Jester will now run your tests in the browsers as specified in jester.js. Of course the test will fail because the result of hello is different. Fix the file hello.js file src/lib/hello.js and try running jester-batch again:

function hello() {
    return "hello tested world!";
}

module.exports = hello;

##Dependency injection Jester makes it easy to replace a 'require'd module in the source file with a test-stub.

Let's say we have a file called src/lib/db.js

var retrieveHello = require("db/retrieveHello")
module.exports = function db() {
    return retrieveHello("pgsql://mypgserver")
}

and that hello.js uses that:

var db = require("./db");
function hello() {
    return db();
}

module.exports = hello;

Then you're tests will fail because (a) you're missing the javascript module that implements retrieveHello and even if you would npm install it, your test would be dependant on pgsql://mypgserver.

Instead your test should inject a shim for db.js

/**globals console*/
function dbShim() {
    return "Hello tested and injected world!";
}
var helloMaker = require("jester-tester/src/injectable!./hello");
var hello = helloMaker({"./db": dbShim})

describe("Greetings", function() {
    it("returns `hello world`", function() {
        expect(hello()).toBe("Hello tested and injected world!");
    });
});

I encourage you to log the helloMaker function to the console so you can see what happens under the hood.
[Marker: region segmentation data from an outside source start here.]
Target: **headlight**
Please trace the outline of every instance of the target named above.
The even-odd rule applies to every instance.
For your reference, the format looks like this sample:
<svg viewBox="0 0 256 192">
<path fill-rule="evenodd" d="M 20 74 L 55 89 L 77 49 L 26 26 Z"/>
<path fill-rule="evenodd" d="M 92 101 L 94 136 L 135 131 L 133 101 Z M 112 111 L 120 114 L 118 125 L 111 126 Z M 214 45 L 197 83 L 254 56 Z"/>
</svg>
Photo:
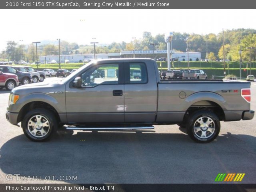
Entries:
<svg viewBox="0 0 256 192">
<path fill-rule="evenodd" d="M 9 105 L 15 104 L 18 100 L 20 96 L 18 95 L 10 94 L 9 96 Z"/>
</svg>

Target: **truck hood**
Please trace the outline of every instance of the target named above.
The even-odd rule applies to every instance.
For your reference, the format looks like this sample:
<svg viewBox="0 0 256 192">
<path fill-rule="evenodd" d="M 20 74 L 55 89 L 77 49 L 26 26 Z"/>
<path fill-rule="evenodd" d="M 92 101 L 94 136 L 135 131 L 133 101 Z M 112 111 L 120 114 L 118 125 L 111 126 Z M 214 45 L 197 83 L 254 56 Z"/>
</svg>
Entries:
<svg viewBox="0 0 256 192">
<path fill-rule="evenodd" d="M 60 81 L 53 82 L 42 82 L 31 83 L 16 87 L 12 90 L 12 93 L 17 94 L 24 92 L 28 94 L 36 92 L 46 93 L 48 92 L 49 90 L 57 88 L 63 85 L 63 83 Z"/>
</svg>

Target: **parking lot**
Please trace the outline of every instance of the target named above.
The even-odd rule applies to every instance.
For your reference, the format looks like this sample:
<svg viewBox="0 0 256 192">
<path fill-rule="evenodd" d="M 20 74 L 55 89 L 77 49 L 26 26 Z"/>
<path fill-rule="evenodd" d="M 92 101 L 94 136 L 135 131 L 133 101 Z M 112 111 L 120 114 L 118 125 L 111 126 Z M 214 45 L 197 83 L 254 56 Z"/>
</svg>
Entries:
<svg viewBox="0 0 256 192">
<path fill-rule="evenodd" d="M 256 110 L 256 82 L 251 83 L 251 108 Z M 59 132 L 36 143 L 6 119 L 10 92 L 0 90 L 1 183 L 213 183 L 219 173 L 244 173 L 241 182 L 256 183 L 255 117 L 222 122 L 219 136 L 207 144 L 194 142 L 176 125 L 143 131 Z M 24 176 L 8 180 L 8 174 Z M 61 181 L 61 176 L 77 180 Z M 29 179 L 34 176 L 42 179 Z"/>
</svg>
It's not really magical.

Generating documentation from source

Documentation will be generated from appropriately annotated sources by jsdoc and includes the syntax highlighted source code. See usejsdoc for how to annotate your code, especially relevant is Document CommonJS Modules.

There are many ways to export and document code. The recommended way to export functions is:

/**  
 * Deep clone an object
 *
 * @param {Object} obj - the object to clone
 * @returns {Object} a deep clone of the original object 
 * @see {@link http://stackoverflow.com/questions/728360/most-elegant-way-to-clone-a-javascript-object}
 */
function clone(obj) {
    ...
}

module.exports = clone;

This enables jsdoc to recognize that clone is a (static) function, the clone symbol will show up in stack traces and is fully supported by IE8.

The api documentation will be written to a directory specified by the apiDocPath setting in jester.json, which defaults to ./doc/api/. You can set the configuration option readme to point to a file that is a markdown formatted readme which will be included in the generated documentation on the homepage.

The api documentation will be generated when you run jester-batch or jester-doc. The latter is a bit faster because it only runs jsdoc. The documentation is not automatically updated when running jester-watch.

An additional benefit of annotating your code with jsdoc style comments is that there are a number of tools such as ide's and compilers which can take advantages of the additional information contained in those comments.